In April 2018, more clashes took place "around" Deim Zubeir between government troops based in the town and rebel forces of former Vice-president Riek Machar. Both sides traded blame for the fighting and reported conflicting numbers of casualties. According to a report by the UN Security Council, the government forces were supported by JEM fighters and the clashes resulted in further civilian displacement.

In April 2023, more than 200 South Sudanese returned to Deim Zubeir from the CAR where they had previously sought refuge. They were followed shortly afterwards by about 4.000 people of CAR and DRC nationality who fled from violent clashes in the Eastern CAR. As the humanitarian situation for the local community was already dire before, the arrival of the new refugees escalated the lack of food, clean water, medical treatment and shelter.

== Potential UNESCO World Heritage site ==

Zubeir Pasha Street in downtown Khartoum, 2018

On 3 October 2017, the government of South Sudan submitted the name of the historical site of the slave camp to the UNESCO World Heritage Centre to be included on its first ever Tentative List of potential World Heritage sites. The UNESCO report detailed the following:"Zubeir Rahma constructed a trench and a fortification where slaves were kept awaiting to be transported to various destinations along the Nile northwards. The trench was built underground almost four meters deep and three kilometres long; wood and mud were used in the construction. The trench contains rooms used as prisons to confine the slaves, and on its edge is a tree renowned as a hanging place for slaves who attempted to escape from their captors. [..] Today, the Deim Zubeir slave trench is located by the present day main road from Wau to Raja in Wau County. It is not well maintained and needs urgent safeguarding to preserve its importance as a cultural heritage site. The tree that was notorious as the site of slave hangings remains next to the trench."

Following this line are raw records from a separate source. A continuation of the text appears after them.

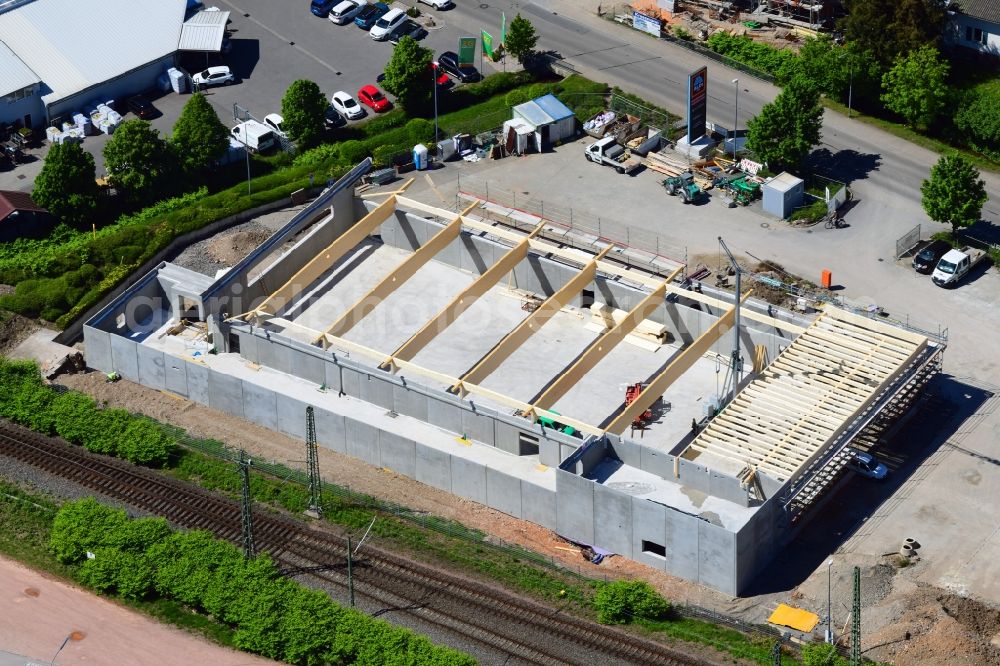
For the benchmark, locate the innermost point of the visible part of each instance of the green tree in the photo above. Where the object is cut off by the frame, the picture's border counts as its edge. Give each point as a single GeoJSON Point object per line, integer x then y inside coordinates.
{"type": "Point", "coordinates": [623, 601]}
{"type": "Point", "coordinates": [521, 38]}
{"type": "Point", "coordinates": [978, 117]}
{"type": "Point", "coordinates": [954, 194]}
{"type": "Point", "coordinates": [917, 86]}
{"type": "Point", "coordinates": [199, 139]}
{"type": "Point", "coordinates": [891, 28]}
{"type": "Point", "coordinates": [65, 185]}
{"type": "Point", "coordinates": [138, 161]}
{"type": "Point", "coordinates": [408, 75]}
{"type": "Point", "coordinates": [302, 110]}
{"type": "Point", "coordinates": [785, 130]}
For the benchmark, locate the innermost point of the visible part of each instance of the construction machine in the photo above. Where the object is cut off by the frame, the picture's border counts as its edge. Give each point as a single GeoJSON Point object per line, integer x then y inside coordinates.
{"type": "Point", "coordinates": [682, 185]}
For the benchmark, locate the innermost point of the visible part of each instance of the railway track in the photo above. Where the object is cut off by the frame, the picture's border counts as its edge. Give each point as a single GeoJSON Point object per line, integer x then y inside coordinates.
{"type": "Point", "coordinates": [478, 612]}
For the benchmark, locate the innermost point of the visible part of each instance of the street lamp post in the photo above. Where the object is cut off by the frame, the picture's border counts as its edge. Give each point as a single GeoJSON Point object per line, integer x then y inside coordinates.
{"type": "Point", "coordinates": [736, 115]}
{"type": "Point", "coordinates": [434, 66]}
{"type": "Point", "coordinates": [829, 601]}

Gessi's trophy taken from Suleiman, photographed by Buchta in 1879

In its statement on authenticity and integrity, UNESCO added:"The chiefs of the community in the Payam are also involved in collecting information and data about the site, including how it was affiliated with the former inhabitants' lifestyles and cultures. However, additional support is needed from historians and anthropologists to look into the shape and content of the trench, which is currently underground and unexcavated."Historical items from Deim Zubeir are scattered across European museums. Artefacts taken as a trophy by Romolo Gessi were sold by his widow to the Museum of Ethnography and Prehistory in Rome. Parts of the collection were later transferred to other museums in Italy.

In June 2019, UNESCO supported a field-mission to Deim Zubeir of South Sudanese expert Elfatih Atem, who is also director of a national non-governmental organisation, the Likikiri Collective, which has specialised in conducting oral history research. Atem worked "to collect material evidence, photos of the landscape and narratives of slave trade and legacy of slavery at the site as part of South Sudan's efforts to justify its potential criteria for World Heritage listing. During his consultations, he raised awareness of the World Heritage Convention as well as the responsibilities and opportunities linked with World Heritage status. He also documented their stories, memories and experiences with the site."